In the world of elite mixology, sometimes the most unassuming neighborhood bars can rival glossy downtown hotspots when it comes to delivering an incredible cocktail experience. These homegrown hangouts may lack flashy designer interiors and name brand cachet. But through sincere hospitality, quality libations, and quintessential local character, they hold their own on the global stage.
Look no further than Cafe Katja in Amsterdam, an unpretentious cafe in the hip Jordaan district that feels like everyone’s favorite local dive bar. With its scruffy wooden tables, walls plastered in concert posters, and chilled-out vibe, Cafe Katja is about as far removed from a see-and-be-seen lounge as one can get. Yet the understated charm only adds to the allure for both locals and travelers seeking an authentic Amsterdam experience.

Behind the bar, the excellence of the drinks quickly becomes apparent. The "Bitterballen Old Fashioned" starring barrel-aged genever gin and housemade bitterballen syrup provides a fun riff on a classic. And Cafe Katja's extensive selection of local gins makes it a destination for Netherland's famous spirit. The cozy, candlelit interior invites lingering for hours as patrons banter with the gregarious staff. Cafe Katja proves that sometimes the essence of an incredible bar lies not in trendy features, but in cultivating a place where everyone feels at home.

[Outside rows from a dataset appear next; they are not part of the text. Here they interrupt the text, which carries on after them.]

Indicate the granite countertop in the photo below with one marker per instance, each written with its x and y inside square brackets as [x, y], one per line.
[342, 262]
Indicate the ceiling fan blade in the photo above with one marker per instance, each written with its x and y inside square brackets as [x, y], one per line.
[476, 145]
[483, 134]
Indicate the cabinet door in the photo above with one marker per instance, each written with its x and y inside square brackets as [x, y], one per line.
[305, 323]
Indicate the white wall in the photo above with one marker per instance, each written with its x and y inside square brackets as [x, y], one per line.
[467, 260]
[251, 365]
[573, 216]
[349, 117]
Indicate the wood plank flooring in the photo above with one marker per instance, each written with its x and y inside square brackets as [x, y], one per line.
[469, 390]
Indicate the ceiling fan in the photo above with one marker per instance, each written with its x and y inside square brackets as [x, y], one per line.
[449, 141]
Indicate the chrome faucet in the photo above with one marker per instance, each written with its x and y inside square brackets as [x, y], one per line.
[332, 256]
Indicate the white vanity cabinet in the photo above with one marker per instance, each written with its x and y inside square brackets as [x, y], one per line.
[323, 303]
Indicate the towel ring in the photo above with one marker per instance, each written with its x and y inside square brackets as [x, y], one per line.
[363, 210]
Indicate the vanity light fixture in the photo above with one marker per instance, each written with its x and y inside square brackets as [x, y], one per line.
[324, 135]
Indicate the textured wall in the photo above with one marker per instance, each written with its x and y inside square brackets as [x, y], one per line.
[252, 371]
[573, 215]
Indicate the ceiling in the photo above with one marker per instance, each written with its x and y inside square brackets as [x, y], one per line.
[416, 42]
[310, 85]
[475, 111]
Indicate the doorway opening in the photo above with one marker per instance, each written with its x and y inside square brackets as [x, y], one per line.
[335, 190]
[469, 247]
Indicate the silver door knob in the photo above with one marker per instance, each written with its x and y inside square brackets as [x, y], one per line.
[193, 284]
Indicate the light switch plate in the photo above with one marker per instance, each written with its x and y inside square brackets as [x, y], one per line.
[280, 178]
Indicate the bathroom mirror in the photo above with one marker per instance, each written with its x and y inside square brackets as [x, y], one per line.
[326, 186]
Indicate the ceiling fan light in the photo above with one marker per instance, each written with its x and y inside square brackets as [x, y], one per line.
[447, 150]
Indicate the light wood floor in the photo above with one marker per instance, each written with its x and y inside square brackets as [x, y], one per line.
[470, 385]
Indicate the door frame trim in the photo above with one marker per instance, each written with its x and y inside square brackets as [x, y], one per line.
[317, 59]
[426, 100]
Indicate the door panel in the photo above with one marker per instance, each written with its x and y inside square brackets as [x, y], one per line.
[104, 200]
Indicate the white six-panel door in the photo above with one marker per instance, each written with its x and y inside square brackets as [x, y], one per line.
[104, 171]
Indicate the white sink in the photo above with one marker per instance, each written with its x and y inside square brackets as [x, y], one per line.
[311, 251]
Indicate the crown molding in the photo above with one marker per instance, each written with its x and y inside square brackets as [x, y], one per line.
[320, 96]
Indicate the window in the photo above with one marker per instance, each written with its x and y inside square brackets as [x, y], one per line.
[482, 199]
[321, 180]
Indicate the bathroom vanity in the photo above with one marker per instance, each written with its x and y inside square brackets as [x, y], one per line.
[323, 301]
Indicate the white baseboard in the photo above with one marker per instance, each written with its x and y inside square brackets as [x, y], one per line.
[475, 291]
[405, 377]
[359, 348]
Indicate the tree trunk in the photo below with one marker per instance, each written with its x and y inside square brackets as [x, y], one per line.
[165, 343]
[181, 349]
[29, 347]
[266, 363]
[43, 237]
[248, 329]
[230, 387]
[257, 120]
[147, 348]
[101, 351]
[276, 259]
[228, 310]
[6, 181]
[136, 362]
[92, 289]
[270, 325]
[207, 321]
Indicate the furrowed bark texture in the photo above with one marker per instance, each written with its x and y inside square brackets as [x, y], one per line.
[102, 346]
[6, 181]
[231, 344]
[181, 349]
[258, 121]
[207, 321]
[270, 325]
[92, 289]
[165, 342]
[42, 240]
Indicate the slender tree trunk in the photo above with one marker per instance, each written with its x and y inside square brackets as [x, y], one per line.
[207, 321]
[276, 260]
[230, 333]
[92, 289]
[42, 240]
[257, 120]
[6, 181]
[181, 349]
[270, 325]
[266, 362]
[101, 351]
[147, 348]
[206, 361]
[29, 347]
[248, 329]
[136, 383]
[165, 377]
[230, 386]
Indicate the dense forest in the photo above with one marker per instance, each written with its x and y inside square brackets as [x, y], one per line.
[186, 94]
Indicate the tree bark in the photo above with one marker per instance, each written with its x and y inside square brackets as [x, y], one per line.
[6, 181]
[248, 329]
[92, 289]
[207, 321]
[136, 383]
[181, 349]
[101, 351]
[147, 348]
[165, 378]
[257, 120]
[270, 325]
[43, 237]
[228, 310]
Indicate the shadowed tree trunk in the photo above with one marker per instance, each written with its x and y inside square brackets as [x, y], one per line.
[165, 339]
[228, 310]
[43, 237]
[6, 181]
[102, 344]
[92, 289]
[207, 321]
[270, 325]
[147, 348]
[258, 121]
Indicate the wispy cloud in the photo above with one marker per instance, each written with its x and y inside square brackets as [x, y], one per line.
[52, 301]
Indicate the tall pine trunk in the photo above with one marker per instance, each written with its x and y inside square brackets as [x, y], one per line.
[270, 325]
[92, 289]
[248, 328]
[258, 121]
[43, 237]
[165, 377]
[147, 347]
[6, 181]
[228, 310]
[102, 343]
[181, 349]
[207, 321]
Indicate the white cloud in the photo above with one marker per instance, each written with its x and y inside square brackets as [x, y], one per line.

Half a world away in Melbourne, Maybe Sammy exemplifies a neighborhood joint effortlessly keeping pace with big city players. Tucked away on a leafy corner, its converted auto garage home retains an unpretentious, lived-in feel. Groups spill out into the courtyard dotted with potted trees, while inside, walls display local artwork between vintage tile and wood paneling. Maybe Sammy celebrates Australia through unique ingredients like pepperberries, anise myrtle, and macadamia nut syrups that add indigenous flair to the excellent drinks. It's an urban refuge with a breezy, quintessentially Aussie vibe.
"We cultivate a casual, low-key energy compared to slicker downtown bars," says owner Kristen Lee. "Our regulars appreciate that they can pop in any time and chat with us while we create their favorite tipple." Maybe Sammy's popularity with both locals and tourists proves well-crafted drinks transcend hype and pretense.
Meanwhile in Athens, The Clumsies channels quintessential Greek conviviality with exuberant hospitality in a cozy, tin-ceilinged space. The off-the-beaten-path location only amplifies its neighborhood refuge vibe. But make no mistake, the libations crafted here duel with the finest in the world. For a true taste of Greece, nothing beats sipping The Clumsies' Ouzini Spritz - a riff on Aperol Spritz starring mastika liqueur - amongst lively locals and patrons spilling out onto the sidewalk.